Editor's note: This story is part one in a three-part series on how the coronavirus pandemic has affected Sugar Land and Missouri City health care providers.
In early March, Fort Bend County reported the first case of the coronavirus in the Greater Houston area, launching hospitals and urgent care facilities to the forefront of the pandemic. Health care providers quickly had to overhaul operations and rethink procedures to keep patients safe.
While the Houston area has not seen a surge in coronavirus patients like other parts of the country and world have, Chris Siebenaler, the regional senior vice president and chief executive officer of Houston Methodist Sugar Land Hospital, said hospitals still had to prepare for a potential influx of patients.

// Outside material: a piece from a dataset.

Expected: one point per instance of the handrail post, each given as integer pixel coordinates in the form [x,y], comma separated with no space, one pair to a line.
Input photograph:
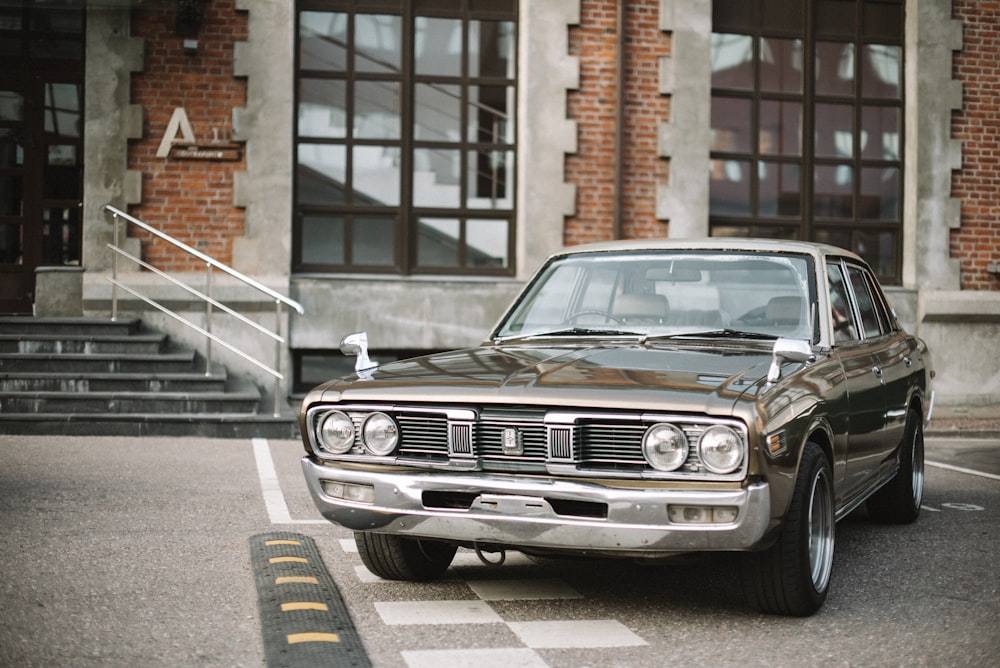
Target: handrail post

“Dealing with the influx of [COVID-19] patients presents a unique set of challenges because we don't have a lot of data as to how do you care for these patients,” Siebenaler said. “For a period of about six or seven weeks, it was a daily dynamic process of understanding what's happening; what's changing in terms of how we care for these patients; what precautions we take in terms of [personal protective equipment]. All of those things tended to be very challenging on a day in and day out basis.”
The coronavirus pandemic had an immediate and drastic effect on hospitals in the CHI St. Luke’s system, said Steven Foster, president and CEO of CHI St. Luke’s Sugar Land Hospital.
Like most other hospitals in the area, Foster said CHI St. Luke’s implemented a no-visitor policy, established mask requirements, began screening everyone in the hospital for coronavirus symptoms and rearranged furniture to promote social distancing.
“When you walk in our hospital, it looks different,” Foster said. “We don't have our beautiful furniture in the lounge area, and the things that we've put out to reduce the stress of being in the hospital, now they're empty hallways. We've got the signs on the floor that say please remember to space out every 6 feet. So it's a much different place.”
Foster said the hospital also established COVID-19 and non-COVID-19 wings of the hospital to mitigate the spread of the virus.
“Everything has been redesigned and very well thought out to make sure that there's no danger or fear of that virus spreading,” Foster said.
At Next Level Urgent Care, CEO Dr. Juliet Breeze said to keep the virus out of clinics, staff has begun initiating patient visits from the car, where they take vitals and screen for any potential symptoms.
“Right away we started to understand that we were going to have to change the way we saw patients because there was just so much fear and panic in both my staff population and the patient population,” Breeze said.
Breeze said the coronavirus has presented the most challenging obstacles of her career, but she knew her staff had an important role to play during the pandemic. Next Level Urgent Care has a clinic in both Sugar Land and Missouri City.
“We're health care providers,” Breeze said. “We can't shut our doors when a virus comes calling.”